First, use the neighborhood they live in to figure out their ZIP code. Next, input that number into a website that supplies corresponding rent levels.

Finally, divide the rent figure by the suitor’s number of roommates, then multiply that figure by 40 — in New York, renters are supposed to have an annual income 40 times their monthly rent.

“I started thinking, ‘How do you know that you won’t become some unemployed guy’s meal ticket?’” Ms. Coder said. “Look, I know the economy is tough and that New York is expensive. I’d rather date a guy who has nothing and works his way to what he has. If you’re out there flipping burgers because you lost your job, I respect that. I would go out with that guy in a second.

“But no one wants a mooch. I knew someone who was dating a guy that was on his way to being evicted, and she had no idea.”

Romantic Self-Defense

Jen had no idea. Just a hunch. She found it odd that the man she was dating had a sparsely furnished Manhattan apartment, yet offhandedly mentioned owning a house on Long Island.

After taking Ms. Coder’s course, Jen was able through online searching to ascertain that the man actually lived on Long Island — and then discover that a listed a female associate of his who shared the same last name was actually his wife.

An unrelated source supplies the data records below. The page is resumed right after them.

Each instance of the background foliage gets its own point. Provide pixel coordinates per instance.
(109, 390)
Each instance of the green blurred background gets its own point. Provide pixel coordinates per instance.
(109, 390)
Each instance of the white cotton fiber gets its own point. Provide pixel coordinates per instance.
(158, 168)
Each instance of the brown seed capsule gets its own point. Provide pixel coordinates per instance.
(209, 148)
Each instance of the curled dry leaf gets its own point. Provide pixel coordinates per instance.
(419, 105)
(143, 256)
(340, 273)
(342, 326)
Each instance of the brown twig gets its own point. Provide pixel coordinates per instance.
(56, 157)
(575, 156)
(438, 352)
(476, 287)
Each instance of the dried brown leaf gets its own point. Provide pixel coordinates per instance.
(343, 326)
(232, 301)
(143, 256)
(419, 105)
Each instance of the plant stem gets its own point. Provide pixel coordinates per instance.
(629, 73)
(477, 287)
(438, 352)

“I dumped him on the spot,” Jen said. “It was hilarious because he used to make jokes about me trying to trap him into a marriage someday.

Jen faithfully follows two of Ms. Coder’s precepts. First, she keeps what Ms. Coder calls a “date-a-base,” a separate email account used exclusively for dating that allows Jen to cross-reference potential suitors and see if they have contacted her before.

“If six months ago he was a doctor, and today he’s a lawyer, he’s probably a pizza boy,” Jen said with a laugh. “The number of people in the world who are doctors and lawyers could fit in my closet.”

Second, Jen gave the account’s login and password information to a handful of trusted friends — in case something goes terribly wrong during a date, or she ends up like the unfortunate young women who disappear during Caribbean vacations and reappear on cable television newscasts.

“I think what [Ms. Coder] teaches gives you more peace of mind than anything else,” she said. “I have somewhat of a safety net.

“If you think back, people didn’t really date. [Couples] were arranged by families and communities. Women didn’t even live on their own. Now, people are dating on their own and single much later in life. So there’s a need to protect yourself. It’s all up to you. You have to be smart on your own, be your own community.”

That need for romantic self-defense — with its attendant anxieties — is what led Ms. Coder to create her courses and website in the first place. A former crime reporter, she realized her investigative journalism skills could help her more safely navigate a confusing, oft-disappointing, potentially dangerous dating landscape.